Isabelle la première s’est jetée sur elle pour la réconforter et lui dire que nous allions la sortir de là. Pauline s’est mise alors à pousser des cris effrayants, entre vociférations et feulements. J’ai remarqué ses yeux injectés de sang.
Stéphane s’était emparé d’une hache posée à côté d’un petit poële, afin de couper les liens qui la retenaient, tandis que les jumeaux cherchaient à l’immobiliser pour ne pas qu’elle soit blessée. Elle était de plus en plus agitée. Et moi j’étais complètement figée par le choc de ce que je voyais.
Stéphane a libéré les deux chevilles. Pauline tirait sur les lanières de cuir qui retenaient ses bras avec une vigueur incroyable, les veines de son cou étaient gonflées et ses dents me paraissaient immenses.
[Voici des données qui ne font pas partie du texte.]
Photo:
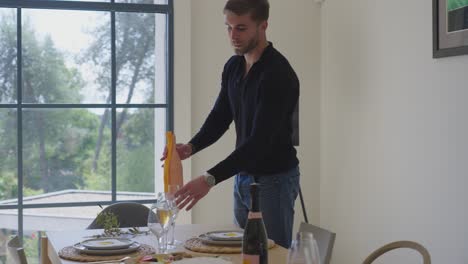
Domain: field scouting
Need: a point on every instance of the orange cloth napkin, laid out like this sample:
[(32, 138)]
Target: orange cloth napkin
[(173, 174)]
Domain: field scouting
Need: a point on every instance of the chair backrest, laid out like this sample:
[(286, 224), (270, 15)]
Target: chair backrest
[(399, 244), (44, 250), (325, 240), (16, 252), (129, 214)]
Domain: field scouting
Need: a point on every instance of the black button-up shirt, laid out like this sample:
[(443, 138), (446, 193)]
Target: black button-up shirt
[(261, 104)]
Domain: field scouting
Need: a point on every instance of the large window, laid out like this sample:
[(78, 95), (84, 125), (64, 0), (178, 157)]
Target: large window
[(85, 99)]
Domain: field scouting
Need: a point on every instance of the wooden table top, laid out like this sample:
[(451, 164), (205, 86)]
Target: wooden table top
[(60, 239)]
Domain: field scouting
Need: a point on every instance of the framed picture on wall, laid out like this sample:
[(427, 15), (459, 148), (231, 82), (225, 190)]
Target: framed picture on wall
[(450, 27)]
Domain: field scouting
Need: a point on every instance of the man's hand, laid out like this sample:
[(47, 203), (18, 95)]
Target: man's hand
[(192, 192), (184, 151)]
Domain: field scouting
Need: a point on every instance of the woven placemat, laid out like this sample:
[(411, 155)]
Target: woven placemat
[(197, 245), (70, 253)]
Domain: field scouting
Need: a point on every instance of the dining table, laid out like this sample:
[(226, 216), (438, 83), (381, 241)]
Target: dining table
[(61, 239)]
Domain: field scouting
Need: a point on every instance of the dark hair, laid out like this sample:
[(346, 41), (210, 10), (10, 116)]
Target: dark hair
[(258, 9)]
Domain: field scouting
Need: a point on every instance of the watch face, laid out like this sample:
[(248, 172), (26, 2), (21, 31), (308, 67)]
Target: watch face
[(210, 180)]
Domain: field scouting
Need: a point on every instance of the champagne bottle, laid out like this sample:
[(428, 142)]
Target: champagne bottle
[(255, 241)]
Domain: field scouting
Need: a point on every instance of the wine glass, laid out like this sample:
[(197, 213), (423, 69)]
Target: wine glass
[(159, 221), (171, 190)]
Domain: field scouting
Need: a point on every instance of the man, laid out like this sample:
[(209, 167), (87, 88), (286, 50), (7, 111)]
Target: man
[(259, 91)]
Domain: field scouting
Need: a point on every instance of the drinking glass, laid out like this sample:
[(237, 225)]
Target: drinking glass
[(159, 221), (171, 190)]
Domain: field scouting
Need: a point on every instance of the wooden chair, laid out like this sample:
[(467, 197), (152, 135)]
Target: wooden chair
[(325, 240), (129, 214), (16, 251), (399, 244)]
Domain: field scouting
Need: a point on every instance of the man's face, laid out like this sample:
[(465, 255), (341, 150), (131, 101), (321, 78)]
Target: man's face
[(243, 32)]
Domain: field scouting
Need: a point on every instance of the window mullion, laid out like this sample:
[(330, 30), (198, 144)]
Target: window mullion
[(114, 110), (19, 112)]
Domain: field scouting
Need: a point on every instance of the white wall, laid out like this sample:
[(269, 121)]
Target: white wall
[(394, 126), (294, 29)]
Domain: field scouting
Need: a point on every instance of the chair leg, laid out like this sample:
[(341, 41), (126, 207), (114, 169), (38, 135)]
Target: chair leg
[(303, 205), (44, 254)]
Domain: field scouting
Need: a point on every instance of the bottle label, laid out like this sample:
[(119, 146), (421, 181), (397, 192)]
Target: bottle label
[(250, 259), (255, 215)]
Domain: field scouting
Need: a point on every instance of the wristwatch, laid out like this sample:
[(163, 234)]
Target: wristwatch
[(210, 179)]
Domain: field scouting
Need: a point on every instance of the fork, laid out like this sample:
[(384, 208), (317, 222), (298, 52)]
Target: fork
[(109, 261)]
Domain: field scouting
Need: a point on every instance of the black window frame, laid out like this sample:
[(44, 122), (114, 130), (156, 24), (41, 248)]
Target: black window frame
[(113, 8)]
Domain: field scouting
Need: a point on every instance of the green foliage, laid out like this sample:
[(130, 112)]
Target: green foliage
[(110, 223)]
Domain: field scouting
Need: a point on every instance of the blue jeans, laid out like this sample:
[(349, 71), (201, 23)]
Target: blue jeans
[(277, 195)]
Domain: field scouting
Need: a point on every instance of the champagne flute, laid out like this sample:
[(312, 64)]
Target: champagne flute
[(171, 190), (159, 221)]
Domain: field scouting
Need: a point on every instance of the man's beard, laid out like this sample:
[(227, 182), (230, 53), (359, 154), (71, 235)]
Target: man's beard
[(251, 45)]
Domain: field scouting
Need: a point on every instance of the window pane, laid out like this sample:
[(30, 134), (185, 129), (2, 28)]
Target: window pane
[(139, 80), (66, 56), (66, 155), (8, 62), (8, 157), (139, 144)]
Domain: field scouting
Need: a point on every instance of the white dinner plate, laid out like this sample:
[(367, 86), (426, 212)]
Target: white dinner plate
[(103, 252), (226, 235), (107, 243)]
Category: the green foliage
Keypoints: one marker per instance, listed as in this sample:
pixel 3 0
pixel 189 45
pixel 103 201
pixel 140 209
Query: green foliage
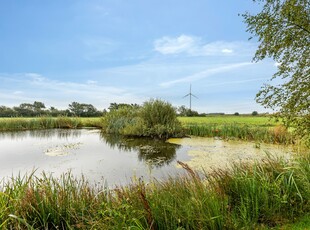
pixel 258 196
pixel 283 31
pixel 14 124
pixel 254 113
pixel 155 118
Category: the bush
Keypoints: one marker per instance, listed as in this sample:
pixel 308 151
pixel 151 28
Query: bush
pixel 155 118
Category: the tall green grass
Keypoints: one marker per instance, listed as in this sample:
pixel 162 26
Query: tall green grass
pixel 15 124
pixel 276 134
pixel 263 195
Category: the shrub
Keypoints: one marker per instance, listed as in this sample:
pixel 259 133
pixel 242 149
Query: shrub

Absorbés par leur mission de sauvetage, nos amis n’ont rien remarqué. Moi, spectatrice immobile, je commençais à comprendre l’horreur de la situation mais je n’arrivais pas à l’accepter. C’est à ce moment-là que j’ai entendu des cris derrière moi. Ils venaient de loin, là-bas sur le sentier. Christophe courait et hurlait à perdre haleine. Il voulait nous prévenir, mais c’était trop tard. Ce que j’ai vu ensuite, jamais je ne pourrais le formuler à voix haute.
Les hurlements d’Isabelle, terrifiée. Le système pileux de Pauline qui avait recouvert toutes les parties visibles de son corps, son visage enlaidi par un museau monstrueux et ses griffes qui fouettaient l’air autour d’elle. Je n’ai pas pu en supporter davantage, je suis tombée dans les pommes.
Quand j’ai ouvert les yeux, Christophe me secouait comme un prunier, Isabelle et Thierry pansaient une vilaine estafilade sur le bras de Stéphane. Mon cuir chevelu me brûlait et je sentais un filet de sang chaud couler dans ma nuque. Pauline, ou ce qu’elle était devenue, avait disparu.
Nous sommes restés là, immobiles et muets pendant des heures. A un moment, j’ai fini par sentir le froid. J’ai fermé la porte et j’ai rallumé le petit poêle à bois, puis je me suis rassise par terre.
Au petit jour, Pauline est revenue. Ses vêtements déchirés, les cheveux hirsutes et des bleus partout sur les membres. Ses sanglots lui coupaient la respiration. Elle essayait de parler, de nous demander pardon. Elle nous a raconté l’histoire de ce loup en Slovénie. Elle jurait qu’elle ne nous voulait pas de mal. Christophe l’a prise dans ses bras pour la calmer. J’ai porté ma main à mon crâne en regardant Stéphane et, les mains poissées de sang, j’ai pensé bêtement qu’on allait devoir s’organiser pour la prochaine pleine lune.